Dr. Moyra Allen
Her forward-looking vision for her profession found its expression in the McGill Model of Nursing, which she developed in the 1970s and which is now applied in health care settings throughout Canada and beyond. Allen’s view was that nurses could improve a patient's health by actively engaging the patient and his or her family in a learning process with health as its focus.
Allen was born in Toronto in 1921. She received her nursing education at the Montreal General Hospital School of Nursing and went on to receive a Bachelor of Nursing at McGill University and a master’s degree from the University of Chicago. Allen became an assistant professor at McGill’s School of Nursing in 1954, and was made associate professor four years later. She obtained a Ph.D. in education from Stanford University in 1967 before returning to Montreal to focus on nursing research and education.
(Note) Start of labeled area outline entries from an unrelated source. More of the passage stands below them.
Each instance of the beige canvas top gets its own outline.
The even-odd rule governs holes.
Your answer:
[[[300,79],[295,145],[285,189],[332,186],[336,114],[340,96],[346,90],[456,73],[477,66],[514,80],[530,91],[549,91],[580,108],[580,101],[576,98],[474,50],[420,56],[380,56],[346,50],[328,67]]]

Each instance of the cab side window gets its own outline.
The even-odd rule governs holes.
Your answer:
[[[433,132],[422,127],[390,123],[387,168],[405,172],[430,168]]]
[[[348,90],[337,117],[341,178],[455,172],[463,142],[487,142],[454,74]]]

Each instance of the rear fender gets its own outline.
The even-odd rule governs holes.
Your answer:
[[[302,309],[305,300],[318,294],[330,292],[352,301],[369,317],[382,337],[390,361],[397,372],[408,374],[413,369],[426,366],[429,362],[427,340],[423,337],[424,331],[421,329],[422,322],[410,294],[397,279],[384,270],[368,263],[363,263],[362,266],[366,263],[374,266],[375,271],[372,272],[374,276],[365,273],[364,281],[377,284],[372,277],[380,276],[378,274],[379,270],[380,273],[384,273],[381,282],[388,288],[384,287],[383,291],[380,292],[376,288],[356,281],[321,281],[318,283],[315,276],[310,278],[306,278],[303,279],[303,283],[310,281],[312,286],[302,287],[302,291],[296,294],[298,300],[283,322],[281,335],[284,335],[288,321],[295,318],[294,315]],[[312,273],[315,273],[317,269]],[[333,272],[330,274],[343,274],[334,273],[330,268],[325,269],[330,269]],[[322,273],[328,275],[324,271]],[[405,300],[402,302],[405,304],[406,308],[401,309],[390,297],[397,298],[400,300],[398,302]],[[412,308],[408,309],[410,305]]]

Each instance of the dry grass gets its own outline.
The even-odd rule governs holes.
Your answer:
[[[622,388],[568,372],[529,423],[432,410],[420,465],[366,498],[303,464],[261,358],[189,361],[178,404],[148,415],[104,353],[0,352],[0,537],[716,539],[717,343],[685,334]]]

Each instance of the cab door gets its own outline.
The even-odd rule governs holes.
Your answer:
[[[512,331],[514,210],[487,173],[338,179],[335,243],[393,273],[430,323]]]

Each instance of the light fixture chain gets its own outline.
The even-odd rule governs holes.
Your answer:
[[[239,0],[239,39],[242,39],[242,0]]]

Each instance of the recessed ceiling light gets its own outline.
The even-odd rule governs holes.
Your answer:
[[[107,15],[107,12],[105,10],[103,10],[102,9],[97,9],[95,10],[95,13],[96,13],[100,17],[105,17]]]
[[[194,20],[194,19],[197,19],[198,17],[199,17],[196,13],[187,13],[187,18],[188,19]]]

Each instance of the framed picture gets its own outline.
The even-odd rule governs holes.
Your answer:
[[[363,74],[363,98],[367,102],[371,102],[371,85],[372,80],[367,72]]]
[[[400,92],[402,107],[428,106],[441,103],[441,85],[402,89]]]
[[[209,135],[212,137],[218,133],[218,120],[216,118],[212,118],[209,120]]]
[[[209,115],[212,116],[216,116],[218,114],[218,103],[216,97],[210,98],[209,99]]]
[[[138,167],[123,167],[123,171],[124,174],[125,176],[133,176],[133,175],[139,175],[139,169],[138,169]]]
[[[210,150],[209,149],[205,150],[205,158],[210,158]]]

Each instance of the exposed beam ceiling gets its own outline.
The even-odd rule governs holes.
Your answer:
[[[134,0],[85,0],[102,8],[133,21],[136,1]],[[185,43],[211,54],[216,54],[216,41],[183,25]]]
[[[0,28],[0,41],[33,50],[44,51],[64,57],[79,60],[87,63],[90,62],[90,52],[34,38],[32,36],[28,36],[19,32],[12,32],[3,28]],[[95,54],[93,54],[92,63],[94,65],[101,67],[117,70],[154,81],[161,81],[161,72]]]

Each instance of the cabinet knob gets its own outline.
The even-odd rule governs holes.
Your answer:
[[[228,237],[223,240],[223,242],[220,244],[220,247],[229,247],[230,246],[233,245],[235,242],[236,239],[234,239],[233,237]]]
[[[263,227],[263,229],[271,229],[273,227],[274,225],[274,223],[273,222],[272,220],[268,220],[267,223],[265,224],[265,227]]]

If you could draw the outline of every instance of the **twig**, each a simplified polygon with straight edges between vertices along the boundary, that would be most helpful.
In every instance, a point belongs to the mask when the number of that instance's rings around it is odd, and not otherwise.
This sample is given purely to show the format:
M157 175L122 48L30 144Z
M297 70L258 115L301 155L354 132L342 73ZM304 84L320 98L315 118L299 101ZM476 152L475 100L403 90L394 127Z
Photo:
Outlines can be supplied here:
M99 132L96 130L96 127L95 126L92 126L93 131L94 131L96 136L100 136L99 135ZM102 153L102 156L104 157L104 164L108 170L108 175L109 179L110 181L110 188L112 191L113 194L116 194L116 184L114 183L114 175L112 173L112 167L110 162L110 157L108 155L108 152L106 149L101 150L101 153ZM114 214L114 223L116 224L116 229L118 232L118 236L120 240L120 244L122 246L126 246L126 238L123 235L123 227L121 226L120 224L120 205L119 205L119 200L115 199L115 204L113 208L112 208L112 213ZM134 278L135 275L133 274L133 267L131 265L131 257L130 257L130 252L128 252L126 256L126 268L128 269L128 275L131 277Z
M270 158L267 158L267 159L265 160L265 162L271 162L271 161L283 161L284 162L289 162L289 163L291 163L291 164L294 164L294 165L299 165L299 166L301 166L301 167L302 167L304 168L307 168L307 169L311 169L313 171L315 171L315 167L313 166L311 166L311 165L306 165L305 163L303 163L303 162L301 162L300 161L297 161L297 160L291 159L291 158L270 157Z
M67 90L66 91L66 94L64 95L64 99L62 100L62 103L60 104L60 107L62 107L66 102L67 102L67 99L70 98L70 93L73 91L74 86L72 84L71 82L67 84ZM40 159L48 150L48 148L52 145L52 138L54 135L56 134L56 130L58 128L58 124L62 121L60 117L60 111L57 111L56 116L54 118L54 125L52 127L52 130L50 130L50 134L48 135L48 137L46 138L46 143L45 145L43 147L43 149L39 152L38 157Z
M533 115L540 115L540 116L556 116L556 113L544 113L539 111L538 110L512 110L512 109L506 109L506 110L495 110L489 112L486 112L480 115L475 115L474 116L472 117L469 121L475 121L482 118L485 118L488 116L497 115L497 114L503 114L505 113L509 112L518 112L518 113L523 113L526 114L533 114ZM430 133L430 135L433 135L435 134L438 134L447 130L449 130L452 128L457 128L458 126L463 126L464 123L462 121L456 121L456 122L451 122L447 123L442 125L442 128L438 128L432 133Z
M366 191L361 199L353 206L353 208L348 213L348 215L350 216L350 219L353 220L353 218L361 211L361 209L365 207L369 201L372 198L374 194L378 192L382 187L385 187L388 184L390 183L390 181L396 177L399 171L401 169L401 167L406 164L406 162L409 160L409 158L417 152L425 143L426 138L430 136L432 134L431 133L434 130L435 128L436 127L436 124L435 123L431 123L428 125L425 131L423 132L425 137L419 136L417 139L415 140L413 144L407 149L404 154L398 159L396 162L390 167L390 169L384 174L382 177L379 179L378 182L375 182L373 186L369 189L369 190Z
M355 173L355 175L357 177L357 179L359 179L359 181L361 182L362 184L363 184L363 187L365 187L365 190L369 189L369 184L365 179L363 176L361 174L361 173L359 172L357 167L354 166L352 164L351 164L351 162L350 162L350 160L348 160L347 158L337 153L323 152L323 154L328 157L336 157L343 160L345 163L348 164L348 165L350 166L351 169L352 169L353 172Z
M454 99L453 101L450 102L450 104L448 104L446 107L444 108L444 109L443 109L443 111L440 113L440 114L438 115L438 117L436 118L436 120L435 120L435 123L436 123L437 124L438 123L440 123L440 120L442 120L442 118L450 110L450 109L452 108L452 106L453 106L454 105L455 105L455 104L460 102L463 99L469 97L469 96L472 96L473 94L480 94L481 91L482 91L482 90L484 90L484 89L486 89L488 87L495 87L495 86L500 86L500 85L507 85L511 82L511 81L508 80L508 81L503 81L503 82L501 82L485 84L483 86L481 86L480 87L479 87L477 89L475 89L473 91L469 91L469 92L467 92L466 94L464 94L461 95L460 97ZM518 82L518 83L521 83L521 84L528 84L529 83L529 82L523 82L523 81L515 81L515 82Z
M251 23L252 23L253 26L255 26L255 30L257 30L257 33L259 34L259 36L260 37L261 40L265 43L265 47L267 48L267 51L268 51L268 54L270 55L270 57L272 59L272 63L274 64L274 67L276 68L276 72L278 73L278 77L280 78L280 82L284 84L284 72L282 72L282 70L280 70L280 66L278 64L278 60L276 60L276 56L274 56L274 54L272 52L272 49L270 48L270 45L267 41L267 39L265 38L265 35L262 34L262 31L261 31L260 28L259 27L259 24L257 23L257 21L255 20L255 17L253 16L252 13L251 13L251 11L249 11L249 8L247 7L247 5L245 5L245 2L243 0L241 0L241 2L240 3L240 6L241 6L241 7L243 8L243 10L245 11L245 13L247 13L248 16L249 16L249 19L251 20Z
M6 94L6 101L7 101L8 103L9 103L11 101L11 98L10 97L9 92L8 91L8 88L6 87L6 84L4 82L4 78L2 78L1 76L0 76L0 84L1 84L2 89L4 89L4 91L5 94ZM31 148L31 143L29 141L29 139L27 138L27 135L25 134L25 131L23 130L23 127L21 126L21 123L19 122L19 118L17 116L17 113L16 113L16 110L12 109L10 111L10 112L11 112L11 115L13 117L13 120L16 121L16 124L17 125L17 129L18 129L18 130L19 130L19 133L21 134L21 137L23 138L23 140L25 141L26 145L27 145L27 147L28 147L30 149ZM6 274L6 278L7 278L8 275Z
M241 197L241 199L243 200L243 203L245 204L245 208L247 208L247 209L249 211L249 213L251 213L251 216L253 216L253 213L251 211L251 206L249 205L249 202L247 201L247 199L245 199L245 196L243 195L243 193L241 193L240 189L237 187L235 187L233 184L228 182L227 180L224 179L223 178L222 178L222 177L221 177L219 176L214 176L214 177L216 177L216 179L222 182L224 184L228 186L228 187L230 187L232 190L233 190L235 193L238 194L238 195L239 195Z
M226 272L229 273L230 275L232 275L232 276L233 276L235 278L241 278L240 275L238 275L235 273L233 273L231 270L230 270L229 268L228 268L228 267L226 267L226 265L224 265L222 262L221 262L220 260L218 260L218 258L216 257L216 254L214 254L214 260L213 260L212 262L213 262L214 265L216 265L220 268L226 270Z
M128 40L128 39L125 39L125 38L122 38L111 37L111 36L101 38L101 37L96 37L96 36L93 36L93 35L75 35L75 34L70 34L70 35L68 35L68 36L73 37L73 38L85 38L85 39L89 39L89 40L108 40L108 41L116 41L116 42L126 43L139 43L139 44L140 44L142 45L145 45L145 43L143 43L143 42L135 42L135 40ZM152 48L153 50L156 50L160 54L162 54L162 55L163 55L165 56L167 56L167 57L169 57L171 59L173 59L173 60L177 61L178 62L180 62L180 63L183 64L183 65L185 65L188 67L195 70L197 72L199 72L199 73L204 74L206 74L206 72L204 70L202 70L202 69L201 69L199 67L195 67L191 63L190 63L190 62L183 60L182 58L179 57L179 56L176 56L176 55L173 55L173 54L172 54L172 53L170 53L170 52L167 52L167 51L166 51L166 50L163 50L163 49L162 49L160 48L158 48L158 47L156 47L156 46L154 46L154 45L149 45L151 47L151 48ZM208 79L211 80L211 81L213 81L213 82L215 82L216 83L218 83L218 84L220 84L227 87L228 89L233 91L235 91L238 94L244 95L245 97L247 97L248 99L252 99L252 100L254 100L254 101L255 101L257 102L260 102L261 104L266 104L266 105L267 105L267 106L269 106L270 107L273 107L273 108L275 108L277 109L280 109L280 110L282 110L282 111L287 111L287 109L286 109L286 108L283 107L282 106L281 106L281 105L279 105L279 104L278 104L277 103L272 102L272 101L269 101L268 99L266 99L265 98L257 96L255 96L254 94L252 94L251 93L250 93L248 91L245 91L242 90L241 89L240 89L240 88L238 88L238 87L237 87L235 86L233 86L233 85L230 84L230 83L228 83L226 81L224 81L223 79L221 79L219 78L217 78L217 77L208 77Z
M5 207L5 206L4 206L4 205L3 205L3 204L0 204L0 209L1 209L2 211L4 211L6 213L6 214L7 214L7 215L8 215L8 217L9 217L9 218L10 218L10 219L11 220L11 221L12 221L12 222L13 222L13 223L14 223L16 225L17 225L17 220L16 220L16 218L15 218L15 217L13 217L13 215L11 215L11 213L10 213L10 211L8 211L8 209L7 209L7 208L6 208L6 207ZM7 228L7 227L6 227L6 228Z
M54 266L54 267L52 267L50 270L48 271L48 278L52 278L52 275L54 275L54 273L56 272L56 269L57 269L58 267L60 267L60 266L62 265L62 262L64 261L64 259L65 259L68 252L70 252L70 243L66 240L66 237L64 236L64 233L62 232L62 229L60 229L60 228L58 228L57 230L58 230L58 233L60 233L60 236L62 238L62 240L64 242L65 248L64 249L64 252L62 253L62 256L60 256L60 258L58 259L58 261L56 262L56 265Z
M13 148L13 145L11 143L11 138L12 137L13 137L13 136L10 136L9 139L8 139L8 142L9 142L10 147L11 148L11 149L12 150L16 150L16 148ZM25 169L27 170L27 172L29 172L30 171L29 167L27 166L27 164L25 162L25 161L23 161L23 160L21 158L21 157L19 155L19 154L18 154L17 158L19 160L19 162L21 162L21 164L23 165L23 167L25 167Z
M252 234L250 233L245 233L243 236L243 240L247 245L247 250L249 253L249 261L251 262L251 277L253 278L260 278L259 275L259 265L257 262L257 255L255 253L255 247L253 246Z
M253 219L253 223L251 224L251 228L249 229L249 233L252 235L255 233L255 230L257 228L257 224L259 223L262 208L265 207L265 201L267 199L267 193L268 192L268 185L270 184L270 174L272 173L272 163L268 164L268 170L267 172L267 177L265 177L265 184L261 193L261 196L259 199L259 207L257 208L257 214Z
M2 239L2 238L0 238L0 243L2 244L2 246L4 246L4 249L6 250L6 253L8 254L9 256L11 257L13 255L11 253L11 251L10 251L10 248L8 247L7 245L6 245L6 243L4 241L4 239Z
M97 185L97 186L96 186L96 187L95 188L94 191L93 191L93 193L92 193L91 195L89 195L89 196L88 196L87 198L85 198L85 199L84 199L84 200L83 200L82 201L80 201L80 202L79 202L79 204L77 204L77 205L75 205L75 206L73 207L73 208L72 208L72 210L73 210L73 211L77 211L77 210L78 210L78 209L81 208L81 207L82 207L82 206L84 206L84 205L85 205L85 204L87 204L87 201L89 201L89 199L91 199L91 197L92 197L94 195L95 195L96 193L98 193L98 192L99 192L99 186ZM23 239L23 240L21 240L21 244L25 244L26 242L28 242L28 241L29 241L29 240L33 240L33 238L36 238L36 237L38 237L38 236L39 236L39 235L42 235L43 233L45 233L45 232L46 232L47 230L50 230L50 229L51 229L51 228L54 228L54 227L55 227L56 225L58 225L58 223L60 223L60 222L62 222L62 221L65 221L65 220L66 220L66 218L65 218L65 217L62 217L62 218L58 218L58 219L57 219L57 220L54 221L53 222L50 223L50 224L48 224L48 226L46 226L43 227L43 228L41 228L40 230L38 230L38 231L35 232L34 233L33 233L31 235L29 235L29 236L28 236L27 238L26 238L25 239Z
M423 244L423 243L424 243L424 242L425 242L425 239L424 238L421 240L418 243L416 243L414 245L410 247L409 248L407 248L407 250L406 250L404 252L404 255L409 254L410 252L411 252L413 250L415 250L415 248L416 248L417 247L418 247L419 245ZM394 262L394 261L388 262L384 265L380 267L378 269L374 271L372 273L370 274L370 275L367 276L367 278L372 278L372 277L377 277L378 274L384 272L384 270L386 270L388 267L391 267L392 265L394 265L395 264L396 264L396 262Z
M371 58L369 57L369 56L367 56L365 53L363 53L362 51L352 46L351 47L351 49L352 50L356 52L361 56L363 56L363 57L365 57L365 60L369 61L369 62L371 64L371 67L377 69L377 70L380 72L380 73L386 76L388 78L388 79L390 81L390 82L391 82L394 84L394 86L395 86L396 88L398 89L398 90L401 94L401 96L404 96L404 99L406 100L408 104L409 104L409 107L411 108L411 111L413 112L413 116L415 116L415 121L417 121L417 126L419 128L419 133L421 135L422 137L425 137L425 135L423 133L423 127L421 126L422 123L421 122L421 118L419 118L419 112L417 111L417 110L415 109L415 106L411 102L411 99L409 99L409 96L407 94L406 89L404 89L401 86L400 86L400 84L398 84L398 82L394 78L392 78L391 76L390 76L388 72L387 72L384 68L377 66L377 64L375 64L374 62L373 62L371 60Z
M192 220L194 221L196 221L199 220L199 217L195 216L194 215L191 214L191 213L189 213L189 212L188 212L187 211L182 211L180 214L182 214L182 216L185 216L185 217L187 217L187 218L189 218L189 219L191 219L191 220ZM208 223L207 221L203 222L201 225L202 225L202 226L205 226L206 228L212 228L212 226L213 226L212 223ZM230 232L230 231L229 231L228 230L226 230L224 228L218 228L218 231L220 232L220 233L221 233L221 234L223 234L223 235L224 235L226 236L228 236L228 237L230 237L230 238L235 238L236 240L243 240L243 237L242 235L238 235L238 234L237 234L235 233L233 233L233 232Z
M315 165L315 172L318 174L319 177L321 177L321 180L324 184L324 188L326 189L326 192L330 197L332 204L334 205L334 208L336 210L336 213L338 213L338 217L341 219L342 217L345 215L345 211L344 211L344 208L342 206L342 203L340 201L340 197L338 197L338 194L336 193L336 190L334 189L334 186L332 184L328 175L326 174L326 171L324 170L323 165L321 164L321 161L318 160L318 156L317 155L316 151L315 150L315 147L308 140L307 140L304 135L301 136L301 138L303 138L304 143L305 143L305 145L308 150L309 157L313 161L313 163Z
In 1969, as the Director of Nursing Research at McGill, Allen founded the Nursing Papers, now called the Canadian Journal of Nursing Research. With its mandate of reporting on discoveries that resulted from nursing-related research, it was the first Canadian journal of its kind. It was during this same period, which coincided with the establishment of Medicare and an increased demand for health care services, that Allen refined her belief that nurses had a vital role to play in health care delivery. The result was that nurse training at McGill evolved and the McGill Model of Nursing was born.
In recognition of her major contributions to the health of Canadians, Allen was awarded the Jeanne Mance Award by the Canadian Nurses Association in 1979. She was appointed Acting Director of McGill’s School of Nursing in 1983, but retired a year later. Allen was made an Officer of the Order of Canada in 1986. In 1996, on May 2, after a lifetime of enthusiastic and imaginative service, she died in Ottawa.